Here's a deeper dive into the technical aspects of SUPI:

Core Function:

• SUPI serves as a unique reference for a subscriber within the 5G network. It allows the network to identify the subscriber and access their subscription information, such as service plans and billing details.
• Unlike temporary identifiers used for network communication, SUPI remains constant throughout a subscriber's association with the network provider.

Structure of SUPI:

• The format of SUPI is typically a string of 15 decimal digits.
• These digits are further broken down into:
  • Mobile Country Code (MCC): The first three digits identify the subscriber's home country (e.g., 310 for the United States).
  • Mobile Network Code (MNC): The next two or three digits identify the specific mobile network operator within the country (e.g., 004 for AT&T in the US).
  • Mobile Subscriber Identification Number (MSIN): The remaining digits uniquely identify the individual subscriber within the network operator's subscriber base.

Privacy Concerns and SUPI Concealment:

• Exposing a subscriber's SUPI in plain text during network communication raises privacy concerns. It could potentially be intercepted and misused for tracking or identity theft.
• To address this, 5G networks employ a mechanism called SUPI Concealment.
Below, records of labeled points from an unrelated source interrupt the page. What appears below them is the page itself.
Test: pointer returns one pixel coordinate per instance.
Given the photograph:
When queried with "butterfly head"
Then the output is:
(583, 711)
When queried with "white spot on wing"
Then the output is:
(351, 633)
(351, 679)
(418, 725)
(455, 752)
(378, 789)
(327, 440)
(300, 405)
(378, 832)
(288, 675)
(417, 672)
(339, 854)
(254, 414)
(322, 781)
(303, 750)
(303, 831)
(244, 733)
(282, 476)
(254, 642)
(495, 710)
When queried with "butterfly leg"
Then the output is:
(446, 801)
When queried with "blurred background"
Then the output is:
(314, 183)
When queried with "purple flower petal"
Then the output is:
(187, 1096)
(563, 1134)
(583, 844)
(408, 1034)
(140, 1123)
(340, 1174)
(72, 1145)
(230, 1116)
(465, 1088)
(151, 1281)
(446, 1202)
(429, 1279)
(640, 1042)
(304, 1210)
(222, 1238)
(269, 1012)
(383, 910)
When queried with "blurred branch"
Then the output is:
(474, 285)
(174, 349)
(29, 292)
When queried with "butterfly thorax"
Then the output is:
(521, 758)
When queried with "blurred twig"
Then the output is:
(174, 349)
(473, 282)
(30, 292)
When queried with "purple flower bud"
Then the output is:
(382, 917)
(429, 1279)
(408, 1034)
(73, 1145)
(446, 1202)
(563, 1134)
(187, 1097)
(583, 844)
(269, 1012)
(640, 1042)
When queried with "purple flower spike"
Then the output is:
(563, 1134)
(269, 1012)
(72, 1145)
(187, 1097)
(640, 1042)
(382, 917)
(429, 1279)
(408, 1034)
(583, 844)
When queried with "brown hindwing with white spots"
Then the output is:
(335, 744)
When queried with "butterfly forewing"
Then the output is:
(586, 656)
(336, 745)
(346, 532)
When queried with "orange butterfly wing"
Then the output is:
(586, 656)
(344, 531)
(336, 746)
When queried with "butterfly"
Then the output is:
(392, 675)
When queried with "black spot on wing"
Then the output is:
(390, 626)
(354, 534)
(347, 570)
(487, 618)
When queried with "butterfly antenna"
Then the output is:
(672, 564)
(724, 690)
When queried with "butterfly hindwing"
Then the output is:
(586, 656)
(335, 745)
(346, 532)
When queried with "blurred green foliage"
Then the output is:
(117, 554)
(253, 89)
It involves encrypting the SUPI before transmitting it within the network.

Process Flow with SUPI Concealment:

1. UE (User Equipment) Initiation: The user equipment (e.g., phone) initiates communication with the network.
2. SUPI Encryption: The UE encrypts the subscriber's SUPI using the public key of the Home Network Public Land Mobile Network (HPLMN).
3. Concealed Identifier (SUCI): The resulting encrypted value is called the Subscription Concealed Identifier (SUCI).
4. Network Processing: The SUCI is transmitted to the network instead of the plain-text SUPI. The network decrypts the SUCI using the corresponding private key to reveal the SUPI for internal processing.

Benefits of SUPI:

• Subscriber Identification: SUPI provides a reliable and permanent identifier for subscriber management within the 5G network.
• Network Functionality: It enables essential network functions like service provisioning, authentication, and authorization.
• Security Foundation: SUPI, along with SUPI Concealment, forms the basis for secure subscriber identification and communication in 5G networks.

Limitations:

• Complexity: The additional encryption and decryption processes associated with SUPI Concealment add some complexity to network operations.
• Network Infrastructure: Implementing SUPI and SUPI Concealment requires network infrastructure upgrades to handle encryption and decryption tasks.

Conclusion:

SUPI plays a critical role in subscriber identification and network management within 5G. By leveraging SUPI Concealment, 5G networks prioritize subscriber privacy while maintaining functionality. As 5G technology evolves, SUPI is expected to remain a cornerstone for secure and efficient subscriber management.